Increasingly, Hindustani classical music finds itself restricted to a niche audience. Urban audiences have to be coaxed into listening and engaging with the tradition, something made possible through musical events like the Kabir Festival.
Bhattacharya was performing at the seventh edition of the festival in Mumbai. Between January 12 and 15, organisers held classical music concerts across 14 venues in the city, including a bookstore in Fort, an open-air amphitheatre in Bandra and a garden in Borivali. Musicians, poets, singers, dancers and storytellers from across the country gathered to interpret the philosophy of Kabir, whose poetry influenced the Bhakti Movement.
The Kabir Festival was born in 2011 and is coordinated by Falguni Desai and a team of 16 committee members. Desai said the festival was run with the help of volunteers, all music lovers themselves. “We make no profits from the festival,” she added. Each of the artists invited translates the core ideas of Kabir’s teachings – love, brotherhood and compassion – through their art.
A Kolkata-based Hindustani classical singer, Bhattacharya was the perfect addition to the festival this year. He performed on the festival’s first day, at the Sangeet Mahabharati academy, and then on the final day at Kandivali. His performance was titled The Sufi Voice in Hindustani Classical Music.

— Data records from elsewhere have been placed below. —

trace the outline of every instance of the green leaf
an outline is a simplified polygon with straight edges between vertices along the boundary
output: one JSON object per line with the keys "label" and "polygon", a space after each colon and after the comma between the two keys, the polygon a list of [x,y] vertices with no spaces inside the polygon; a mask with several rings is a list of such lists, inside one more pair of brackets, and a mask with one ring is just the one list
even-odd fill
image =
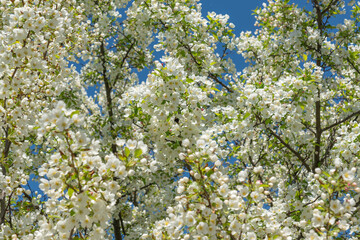
{"label": "green leaf", "polygon": [[250,113],[247,112],[247,113],[244,115],[244,120],[247,119],[249,116],[250,116]]}
{"label": "green leaf", "polygon": [[125,156],[128,157],[130,155],[130,149],[125,147]]}
{"label": "green leaf", "polygon": [[136,150],[135,150],[135,157],[136,157],[136,158],[140,157],[141,154],[142,154],[142,150],[141,150],[141,149],[136,149]]}
{"label": "green leaf", "polygon": [[69,194],[69,198],[71,198],[71,197],[72,197],[72,195],[74,194],[74,189],[69,188],[69,190],[68,190],[68,194]]}

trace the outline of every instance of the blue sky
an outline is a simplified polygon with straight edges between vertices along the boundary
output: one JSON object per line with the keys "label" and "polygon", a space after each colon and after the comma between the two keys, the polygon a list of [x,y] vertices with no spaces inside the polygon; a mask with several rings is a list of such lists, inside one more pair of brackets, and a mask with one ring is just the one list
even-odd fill
{"label": "blue sky", "polygon": [[252,15],[256,7],[262,6],[266,0],[202,0],[203,15],[207,12],[228,14],[230,22],[235,24],[236,34],[241,31],[254,30],[255,17]]}

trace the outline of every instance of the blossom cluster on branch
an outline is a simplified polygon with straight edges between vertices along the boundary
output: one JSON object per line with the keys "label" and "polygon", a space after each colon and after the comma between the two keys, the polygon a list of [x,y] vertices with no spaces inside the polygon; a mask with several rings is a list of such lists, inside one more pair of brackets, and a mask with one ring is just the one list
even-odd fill
{"label": "blossom cluster on branch", "polygon": [[0,239],[359,238],[360,2],[201,11],[0,1]]}

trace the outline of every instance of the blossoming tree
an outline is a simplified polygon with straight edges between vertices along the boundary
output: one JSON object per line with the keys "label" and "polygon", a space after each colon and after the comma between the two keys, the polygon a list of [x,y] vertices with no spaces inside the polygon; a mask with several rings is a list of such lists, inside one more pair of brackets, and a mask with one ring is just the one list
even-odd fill
{"label": "blossoming tree", "polygon": [[1,239],[358,239],[360,3],[0,13]]}

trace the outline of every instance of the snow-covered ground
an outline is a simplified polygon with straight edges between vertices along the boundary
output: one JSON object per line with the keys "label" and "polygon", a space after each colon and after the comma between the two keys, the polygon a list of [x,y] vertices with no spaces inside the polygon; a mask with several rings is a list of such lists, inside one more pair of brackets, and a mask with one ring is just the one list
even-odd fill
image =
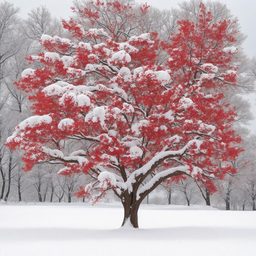
{"label": "snow-covered ground", "polygon": [[256,255],[256,213],[213,210],[142,205],[131,229],[118,203],[1,205],[0,255]]}

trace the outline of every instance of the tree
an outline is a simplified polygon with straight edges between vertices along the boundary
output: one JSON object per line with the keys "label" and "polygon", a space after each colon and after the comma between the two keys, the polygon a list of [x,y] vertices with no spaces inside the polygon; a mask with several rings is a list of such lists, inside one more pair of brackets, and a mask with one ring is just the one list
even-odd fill
{"label": "tree", "polygon": [[[63,175],[90,175],[79,195],[95,202],[112,191],[124,206],[122,225],[138,227],[141,203],[163,181],[189,176],[212,188],[214,177],[235,171],[218,162],[241,151],[231,129],[235,110],[221,92],[237,85],[230,63],[237,31],[231,20],[211,22],[201,4],[196,21],[179,21],[162,40],[134,29],[148,6],[135,12],[117,1],[90,3],[75,11],[97,28],[64,20],[72,41],[43,35],[46,52],[28,57],[43,67],[25,70],[16,84],[32,92],[36,115],[6,144],[24,151],[26,171],[47,162],[63,165]],[[161,65],[159,49],[169,57]]]}

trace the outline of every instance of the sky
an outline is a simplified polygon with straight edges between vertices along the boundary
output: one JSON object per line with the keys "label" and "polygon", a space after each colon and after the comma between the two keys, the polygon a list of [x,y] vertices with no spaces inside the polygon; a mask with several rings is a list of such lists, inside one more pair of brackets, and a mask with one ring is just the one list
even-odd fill
{"label": "sky", "polygon": [[[0,0],[1,1],[1,0]],[[138,2],[147,2],[152,6],[161,9],[177,7],[178,4],[182,0],[136,0]],[[67,19],[72,15],[70,7],[72,0],[9,0],[16,6],[20,8],[20,15],[24,18],[32,8],[40,5],[45,5],[51,11],[53,16]],[[242,32],[247,35],[244,43],[244,50],[247,55],[252,57],[256,54],[256,1],[252,0],[221,0],[221,2],[227,4],[232,13],[238,18],[241,26]],[[253,112],[256,118],[251,122],[250,129],[256,132],[256,94],[251,94],[246,96],[253,106]]]}

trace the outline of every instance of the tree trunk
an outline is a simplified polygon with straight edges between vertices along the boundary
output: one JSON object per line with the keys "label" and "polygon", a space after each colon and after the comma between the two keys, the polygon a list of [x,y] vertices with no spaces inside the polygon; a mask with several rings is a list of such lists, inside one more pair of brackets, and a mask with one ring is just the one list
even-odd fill
{"label": "tree trunk", "polygon": [[210,202],[210,192],[209,190],[208,189],[205,189],[205,202],[206,202],[206,205],[211,206],[211,202]]}
{"label": "tree trunk", "polygon": [[143,198],[141,198],[138,202],[134,198],[133,193],[129,194],[127,192],[124,195],[123,199],[122,204],[124,213],[122,227],[131,225],[135,228],[138,228],[138,210]]}
{"label": "tree trunk", "polygon": [[44,199],[43,202],[45,202],[45,199],[46,199],[46,194],[47,194],[47,191],[48,190],[48,183],[47,184],[47,185],[46,186],[46,189],[45,190],[45,195],[44,195]]}
{"label": "tree trunk", "polygon": [[125,204],[123,206],[124,214],[122,226],[126,225],[129,225],[130,223],[130,225],[133,227],[138,228],[138,210],[139,205],[135,204],[135,205],[132,204],[130,206],[129,204]]}
{"label": "tree trunk", "polygon": [[230,210],[230,203],[229,202],[229,197],[227,197],[226,199],[226,211]]}
{"label": "tree trunk", "polygon": [[39,184],[38,186],[37,193],[38,193],[38,197],[40,202],[42,202],[42,195],[41,195],[41,184]]}
{"label": "tree trunk", "polygon": [[21,192],[20,192],[20,181],[18,181],[18,193],[19,195],[19,202],[21,202]]}
{"label": "tree trunk", "polygon": [[8,186],[7,190],[7,193],[4,197],[4,201],[7,202],[9,196],[10,189],[11,188],[11,165],[12,164],[12,151],[11,152],[10,156],[9,157],[9,164],[8,165]]}
{"label": "tree trunk", "polygon": [[2,176],[2,178],[3,180],[1,195],[0,195],[0,200],[1,200],[3,199],[3,198],[4,197],[4,189],[5,189],[5,175],[4,173],[4,171],[2,167],[2,162],[1,161],[0,161],[0,171],[1,172],[1,175]]}
{"label": "tree trunk", "polygon": [[50,199],[50,202],[52,202],[52,198],[53,198],[53,193],[54,192],[54,187],[53,186],[52,181],[51,182],[51,186],[52,187],[52,192],[51,193],[51,198]]}
{"label": "tree trunk", "polygon": [[168,204],[171,204],[171,190],[168,191]]}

As the 46-year-old explained to his audience, the two traditions of Sufi influence in Hindustani classical music are deeply intertwined. “Hindustani classical music has its roots in the qaul and qalwana oral forms that used to be sung in dargahs,” he said.
“I am primarily a khayal singer,” Bhattacharya added. “I come from a traditional background, having devoted my life to studying with the best gurus I could train under.” Bhattacharya’s last mentor was the exponent of the Gwalior gharana, Ustad Abdul Rashid Khan Saheb.
The Hindustani classical song form Khayal came from the Persian word khayalat, or thoughts, and was initially sung as a paean without a raag. “Khayal is attributed to Amir Khusro, the Sufi mystic and poet,” he said. “In the 16th century, the bhakti, or devotional songs of Kabir, began to be interpreted in the Khayal form, where raags were blended to create a seamless fusion.”
Bhattacharya expanded on other musical forms, such as Trivat, a composition based on three features: sargam, bol and tarana (or pitch, words and harmony). He explained the Khusro-invented form as a classical singing style, which Khusro sang at the gatherings of Nizamuddin Auliya. “It is not heard on a platform such as this,” he said, indicating the mixed audience before him.
He entertained listeners with his rendition of another Sufi poem in ghanam raag, before concluding his performance with a song based on a Kabir poem. Baul artists Lakshman Das, Sheikh Noor Ali and Nitai Chandra Das appeared on stage after Bhattacharya’s performance, accelerating the tempo of the night with instruments like the khol drum, ghungroos and dotara.
“Sufi music is a routine of my life and so coming here to integrate the two forms and to perform has been a great experience for me,” Bhattacharya said.